In this study, we characterized methylation of single CpG sites of the MGMT promoter in tumor samples from first neurosurgical intervention in a cohort of 69 glioblastoma multiforme (WHO grade IV) and 11 anaplastic astrocytoma (WHO grade III) patients, who subsequently received radiotherapy and temozolomide treatment. The transition from astrocytoma WHO grade III to glioblastoma multiforme often occurs as a smooth transition, so the classification as a WHO grade III astrocytic tumor may in some cases be due to a sampling error. In contrast to astrocytoma WHO grade II, astrocytic tumors WHO grade III and IV have a similarly high mitotic activity.

By using local deep bisulfite sequencing, we showed that for MGMTe1 DNA methylation distributed almost binary among the samples, a phenomenon already observed previously [30]. In MGMTi1 and MGMTup, methylation distribution was much more heterogeneous across samples and CpG sites. Overall, single CpG methylation levels tended to increase with distance to the TSS, an effect known for active genes and tumor suppressors in cancer [31, 32]. The detailed CpG-wise data collection enabled us to compare commonly used diagnostic assays such as pyrosequencing and MSP, with local deep bisulfite sequencing as the gold standard [16, 33], thus revealing that pyrosequencing data obtained with the PyroMark Q24 assay was highly correlated with local deep bisulfite sequencing results. This is in concordance with earlier studies confirming that pyrosequencing provides reliable quantitative and sensitive results in MGMT methylation detection [34,35,36,37,38]. However, this leaves the difficulty to decide on a cutoff value, i.e., for the average methylation of a limited number of CpGs in the MGMT promoter that should ideally reflect on the MGMT activity in the tumor, which is until now rather difficult to obtain. As clinically relevant cutoff, seven, eight and ten percent average methylation of CpGs analyzed by pyrosequencing have been suggested [39,40,41]. For the integrated neuropathological diagnosis, we usually follow the 8% cutoff recommended by Reifenberger et al. (2012) in concordance with the results obtained by both MSPs [41]. For local deep bisulfite sequencing, relevant cutoffs still need to be determined, which would require a larger study cohort. Yet, even with a suitable cutoff most neurosurgery/neuropathology laboratories, especially smaller ones, will probably not implement this method, due to a cost–benefit calculation and, even more importantly, the fact that collecting samples for one sequencing run would not comply with the delivery of results within a few workdays.

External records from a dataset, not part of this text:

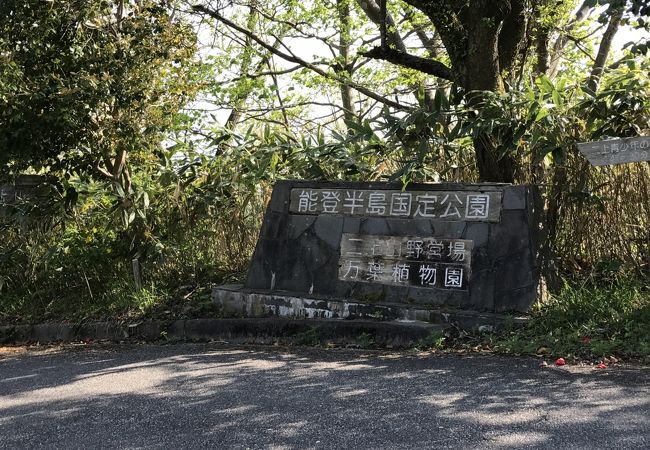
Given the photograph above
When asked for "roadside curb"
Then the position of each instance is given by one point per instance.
(250, 330)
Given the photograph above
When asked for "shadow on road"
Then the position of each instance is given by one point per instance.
(207, 395)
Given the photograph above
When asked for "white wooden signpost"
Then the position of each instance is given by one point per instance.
(616, 151)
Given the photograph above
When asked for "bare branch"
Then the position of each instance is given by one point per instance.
(430, 66)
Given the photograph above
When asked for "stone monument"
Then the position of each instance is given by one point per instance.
(376, 250)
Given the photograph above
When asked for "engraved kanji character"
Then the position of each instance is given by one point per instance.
(376, 203)
(401, 273)
(400, 204)
(353, 200)
(452, 207)
(434, 249)
(457, 251)
(330, 201)
(426, 205)
(453, 277)
(353, 266)
(375, 269)
(478, 206)
(427, 275)
(307, 201)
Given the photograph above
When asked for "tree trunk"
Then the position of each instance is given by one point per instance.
(343, 67)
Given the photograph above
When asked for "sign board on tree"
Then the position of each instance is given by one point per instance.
(616, 151)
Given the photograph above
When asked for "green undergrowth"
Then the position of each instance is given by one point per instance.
(585, 321)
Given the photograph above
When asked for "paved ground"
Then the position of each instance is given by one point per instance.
(210, 396)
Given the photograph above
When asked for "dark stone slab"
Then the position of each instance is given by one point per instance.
(300, 251)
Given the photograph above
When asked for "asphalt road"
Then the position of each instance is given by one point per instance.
(211, 396)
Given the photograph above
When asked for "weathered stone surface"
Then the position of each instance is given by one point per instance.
(300, 252)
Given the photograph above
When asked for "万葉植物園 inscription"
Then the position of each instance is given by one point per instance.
(426, 262)
(440, 205)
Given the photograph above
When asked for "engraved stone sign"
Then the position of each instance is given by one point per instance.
(425, 262)
(616, 151)
(459, 205)
(461, 246)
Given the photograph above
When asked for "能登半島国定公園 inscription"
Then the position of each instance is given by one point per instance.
(439, 205)
(425, 262)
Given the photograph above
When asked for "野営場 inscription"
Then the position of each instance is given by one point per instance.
(440, 205)
(406, 261)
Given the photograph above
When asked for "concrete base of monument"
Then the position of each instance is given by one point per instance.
(237, 301)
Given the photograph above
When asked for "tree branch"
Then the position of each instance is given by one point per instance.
(296, 59)
(430, 66)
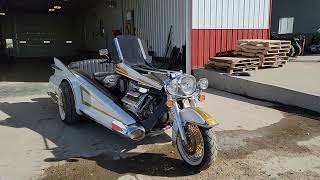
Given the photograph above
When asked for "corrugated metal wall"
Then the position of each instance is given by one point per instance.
(218, 24)
(153, 19)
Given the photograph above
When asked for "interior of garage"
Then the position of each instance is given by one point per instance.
(72, 30)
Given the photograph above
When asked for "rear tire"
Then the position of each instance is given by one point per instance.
(206, 139)
(66, 104)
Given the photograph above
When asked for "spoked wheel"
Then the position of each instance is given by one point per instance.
(201, 150)
(66, 104)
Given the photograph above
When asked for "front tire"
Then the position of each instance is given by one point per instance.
(66, 104)
(201, 151)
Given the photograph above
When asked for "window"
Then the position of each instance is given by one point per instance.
(286, 25)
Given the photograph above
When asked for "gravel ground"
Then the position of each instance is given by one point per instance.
(257, 140)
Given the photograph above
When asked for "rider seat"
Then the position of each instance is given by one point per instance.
(92, 67)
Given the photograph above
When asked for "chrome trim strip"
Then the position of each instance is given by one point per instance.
(142, 49)
(118, 48)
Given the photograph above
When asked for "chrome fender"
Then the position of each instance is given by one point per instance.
(196, 116)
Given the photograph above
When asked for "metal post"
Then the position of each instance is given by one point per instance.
(188, 35)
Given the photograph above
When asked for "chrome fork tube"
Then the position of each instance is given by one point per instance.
(179, 122)
(193, 102)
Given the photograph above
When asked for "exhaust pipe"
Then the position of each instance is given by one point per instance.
(134, 132)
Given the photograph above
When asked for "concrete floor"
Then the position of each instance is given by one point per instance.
(301, 75)
(257, 140)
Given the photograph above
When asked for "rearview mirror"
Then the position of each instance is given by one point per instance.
(103, 52)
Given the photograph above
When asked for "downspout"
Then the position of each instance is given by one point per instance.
(188, 35)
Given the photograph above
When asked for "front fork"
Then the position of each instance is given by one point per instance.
(178, 124)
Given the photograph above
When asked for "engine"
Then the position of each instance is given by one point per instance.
(139, 101)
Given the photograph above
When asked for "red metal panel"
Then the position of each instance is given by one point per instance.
(218, 40)
(229, 39)
(194, 47)
(201, 48)
(207, 43)
(206, 48)
(212, 43)
(224, 39)
(234, 38)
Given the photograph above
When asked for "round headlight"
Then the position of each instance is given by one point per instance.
(187, 84)
(172, 88)
(203, 83)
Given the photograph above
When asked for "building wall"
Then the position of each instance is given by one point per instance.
(111, 19)
(153, 19)
(218, 24)
(35, 28)
(305, 13)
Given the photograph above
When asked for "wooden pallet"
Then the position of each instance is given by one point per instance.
(231, 70)
(233, 64)
(260, 42)
(264, 45)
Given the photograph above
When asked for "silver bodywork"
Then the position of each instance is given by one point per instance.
(94, 103)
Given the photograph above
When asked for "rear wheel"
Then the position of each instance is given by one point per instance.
(201, 150)
(66, 104)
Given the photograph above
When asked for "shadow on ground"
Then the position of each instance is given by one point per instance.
(89, 140)
(28, 70)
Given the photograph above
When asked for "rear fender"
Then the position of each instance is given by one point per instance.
(198, 116)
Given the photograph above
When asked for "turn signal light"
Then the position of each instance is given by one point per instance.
(211, 121)
(202, 98)
(170, 103)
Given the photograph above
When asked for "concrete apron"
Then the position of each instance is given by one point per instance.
(259, 90)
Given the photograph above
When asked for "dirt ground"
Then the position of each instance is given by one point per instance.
(257, 140)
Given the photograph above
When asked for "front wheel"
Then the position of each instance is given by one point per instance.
(201, 150)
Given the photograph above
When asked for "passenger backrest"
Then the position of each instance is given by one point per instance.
(92, 66)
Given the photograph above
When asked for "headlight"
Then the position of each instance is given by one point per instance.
(188, 84)
(203, 83)
(172, 88)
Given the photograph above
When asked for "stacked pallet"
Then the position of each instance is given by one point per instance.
(272, 53)
(233, 64)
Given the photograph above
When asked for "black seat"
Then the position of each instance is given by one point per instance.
(92, 67)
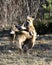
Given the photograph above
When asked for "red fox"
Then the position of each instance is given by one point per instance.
(27, 32)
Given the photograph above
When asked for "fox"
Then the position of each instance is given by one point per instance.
(19, 35)
(24, 34)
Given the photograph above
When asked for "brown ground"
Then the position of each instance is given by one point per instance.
(41, 54)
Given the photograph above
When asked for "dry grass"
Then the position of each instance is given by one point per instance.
(41, 54)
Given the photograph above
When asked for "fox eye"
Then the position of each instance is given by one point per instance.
(28, 20)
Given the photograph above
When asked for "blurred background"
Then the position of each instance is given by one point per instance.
(16, 11)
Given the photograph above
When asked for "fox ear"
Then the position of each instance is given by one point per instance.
(33, 19)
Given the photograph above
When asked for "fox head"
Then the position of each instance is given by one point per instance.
(30, 19)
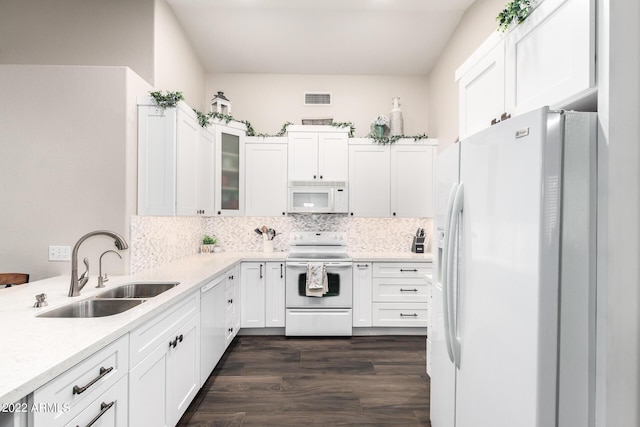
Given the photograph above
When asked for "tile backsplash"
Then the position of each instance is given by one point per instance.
(158, 240)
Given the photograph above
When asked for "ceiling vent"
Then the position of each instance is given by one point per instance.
(317, 98)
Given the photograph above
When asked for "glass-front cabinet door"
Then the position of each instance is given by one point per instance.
(230, 170)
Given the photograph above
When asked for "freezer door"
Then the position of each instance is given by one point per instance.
(507, 286)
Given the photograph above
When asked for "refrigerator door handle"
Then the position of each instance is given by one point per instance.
(452, 273)
(444, 273)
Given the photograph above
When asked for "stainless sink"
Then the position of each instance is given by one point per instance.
(138, 290)
(93, 308)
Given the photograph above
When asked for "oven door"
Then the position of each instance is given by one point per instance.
(339, 277)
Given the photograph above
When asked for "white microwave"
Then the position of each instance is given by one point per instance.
(315, 197)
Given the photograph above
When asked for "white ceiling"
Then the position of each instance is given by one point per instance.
(370, 37)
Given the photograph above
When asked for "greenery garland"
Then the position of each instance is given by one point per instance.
(170, 99)
(384, 140)
(516, 10)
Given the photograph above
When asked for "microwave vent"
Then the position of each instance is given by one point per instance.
(317, 184)
(317, 98)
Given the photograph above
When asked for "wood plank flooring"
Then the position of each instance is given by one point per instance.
(279, 381)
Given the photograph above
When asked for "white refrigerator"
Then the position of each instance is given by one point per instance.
(513, 326)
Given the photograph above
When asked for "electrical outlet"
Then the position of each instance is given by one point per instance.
(59, 253)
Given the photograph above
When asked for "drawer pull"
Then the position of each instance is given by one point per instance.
(104, 407)
(103, 371)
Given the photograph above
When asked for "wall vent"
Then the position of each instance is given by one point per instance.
(317, 98)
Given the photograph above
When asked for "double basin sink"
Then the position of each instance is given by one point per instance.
(113, 301)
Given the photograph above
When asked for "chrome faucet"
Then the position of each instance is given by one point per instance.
(101, 279)
(76, 285)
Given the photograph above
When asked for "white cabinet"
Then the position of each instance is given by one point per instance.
(369, 179)
(318, 153)
(229, 182)
(274, 294)
(175, 161)
(362, 294)
(266, 176)
(253, 280)
(412, 179)
(481, 87)
(73, 394)
(400, 294)
(166, 375)
(212, 325)
(549, 59)
(263, 294)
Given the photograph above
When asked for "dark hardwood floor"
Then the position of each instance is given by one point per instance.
(279, 381)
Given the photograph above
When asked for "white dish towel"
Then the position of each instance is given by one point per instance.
(317, 283)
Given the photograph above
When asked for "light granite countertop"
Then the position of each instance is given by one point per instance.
(35, 350)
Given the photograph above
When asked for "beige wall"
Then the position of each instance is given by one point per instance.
(78, 32)
(475, 26)
(66, 161)
(268, 100)
(176, 64)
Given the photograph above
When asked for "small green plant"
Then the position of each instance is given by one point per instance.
(514, 11)
(208, 240)
(170, 99)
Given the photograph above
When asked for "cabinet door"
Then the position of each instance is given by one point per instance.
(183, 380)
(253, 282)
(362, 285)
(369, 181)
(412, 168)
(188, 131)
(266, 179)
(481, 91)
(229, 196)
(303, 156)
(333, 156)
(274, 295)
(156, 161)
(550, 57)
(148, 403)
(206, 172)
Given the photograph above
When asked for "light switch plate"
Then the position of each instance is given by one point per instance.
(59, 253)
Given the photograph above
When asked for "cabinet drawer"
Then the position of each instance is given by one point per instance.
(229, 303)
(72, 391)
(157, 331)
(400, 314)
(400, 290)
(401, 269)
(108, 409)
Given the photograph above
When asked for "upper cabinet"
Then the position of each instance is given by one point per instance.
(229, 183)
(549, 59)
(391, 180)
(266, 176)
(318, 153)
(175, 161)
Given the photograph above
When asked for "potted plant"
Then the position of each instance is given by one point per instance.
(208, 243)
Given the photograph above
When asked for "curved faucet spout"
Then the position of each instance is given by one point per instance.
(121, 244)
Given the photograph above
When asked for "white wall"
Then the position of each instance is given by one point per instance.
(270, 100)
(618, 321)
(67, 163)
(176, 65)
(478, 22)
(78, 32)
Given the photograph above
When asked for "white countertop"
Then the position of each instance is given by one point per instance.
(36, 350)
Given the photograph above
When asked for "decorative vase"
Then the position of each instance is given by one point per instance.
(395, 119)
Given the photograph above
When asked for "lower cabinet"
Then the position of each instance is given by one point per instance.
(77, 394)
(263, 294)
(167, 377)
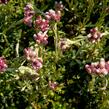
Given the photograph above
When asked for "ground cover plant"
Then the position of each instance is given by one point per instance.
(54, 54)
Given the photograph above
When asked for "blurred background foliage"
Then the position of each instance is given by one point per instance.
(76, 89)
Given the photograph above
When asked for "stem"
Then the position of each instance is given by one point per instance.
(56, 39)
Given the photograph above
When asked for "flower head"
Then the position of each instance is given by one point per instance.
(42, 24)
(59, 6)
(30, 54)
(3, 64)
(99, 68)
(41, 38)
(37, 64)
(53, 15)
(28, 14)
(94, 35)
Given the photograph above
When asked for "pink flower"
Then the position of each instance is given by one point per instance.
(4, 1)
(3, 64)
(41, 38)
(94, 35)
(101, 67)
(59, 6)
(63, 43)
(53, 85)
(42, 24)
(53, 15)
(28, 14)
(28, 20)
(37, 64)
(30, 54)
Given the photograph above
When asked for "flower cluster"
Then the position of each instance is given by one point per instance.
(98, 68)
(42, 24)
(55, 14)
(28, 14)
(3, 64)
(64, 44)
(94, 35)
(59, 6)
(32, 56)
(4, 1)
(41, 38)
(52, 85)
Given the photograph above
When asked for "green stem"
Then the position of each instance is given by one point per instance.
(12, 26)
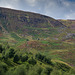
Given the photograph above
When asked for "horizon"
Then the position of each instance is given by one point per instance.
(60, 9)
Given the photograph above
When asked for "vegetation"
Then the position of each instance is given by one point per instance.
(12, 63)
(34, 44)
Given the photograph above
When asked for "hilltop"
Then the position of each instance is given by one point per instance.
(35, 44)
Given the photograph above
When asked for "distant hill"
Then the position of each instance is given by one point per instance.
(28, 23)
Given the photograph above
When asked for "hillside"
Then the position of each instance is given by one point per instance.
(35, 44)
(27, 23)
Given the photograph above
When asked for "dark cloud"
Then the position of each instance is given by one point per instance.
(64, 9)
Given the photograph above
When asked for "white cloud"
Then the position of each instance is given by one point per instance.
(31, 2)
(70, 16)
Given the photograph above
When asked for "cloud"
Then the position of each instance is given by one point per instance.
(53, 8)
(70, 16)
(31, 2)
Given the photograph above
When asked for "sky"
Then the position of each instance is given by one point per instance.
(58, 9)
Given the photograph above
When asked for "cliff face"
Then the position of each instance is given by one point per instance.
(25, 22)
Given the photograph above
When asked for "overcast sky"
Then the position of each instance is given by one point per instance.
(58, 9)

The question with any method to determine MGMT promoter methylation is whether the result really serves the patient, i.e., from what percentage of methylation on does the patient actually profit from a therapy with alkylating agents justifying the side effects. This applies especially in elderly patients and whenever an alternative treatment can be taken into consideration. Methylation-specific PCRs (MSPs) seem to produce a certain amount of unmethylated results that show methylation with quantitative methods (three cases in our cohort). One of our practical approaches to reduce false negatives, yet obtain a fast result during routine diagnostics, is the application of two MSP primer-sets on each sample. When both MSPs provide a methylated PCR product, we consider the sample as methylated. If one or both MSP primer pairs fail to produce a methylated PCR product, pyrosequencing immediately follows as the decisive factor for the MGMT promoter status. According to an international inter-laboratory study by Reifenberger et al. (2014), MSP was the most commonly used method for MGMT methylation status determination [41]. In our opinion, it still proves to be a cost-effective and comparatively easy method when being part of a diagnostic scheme with more than one method.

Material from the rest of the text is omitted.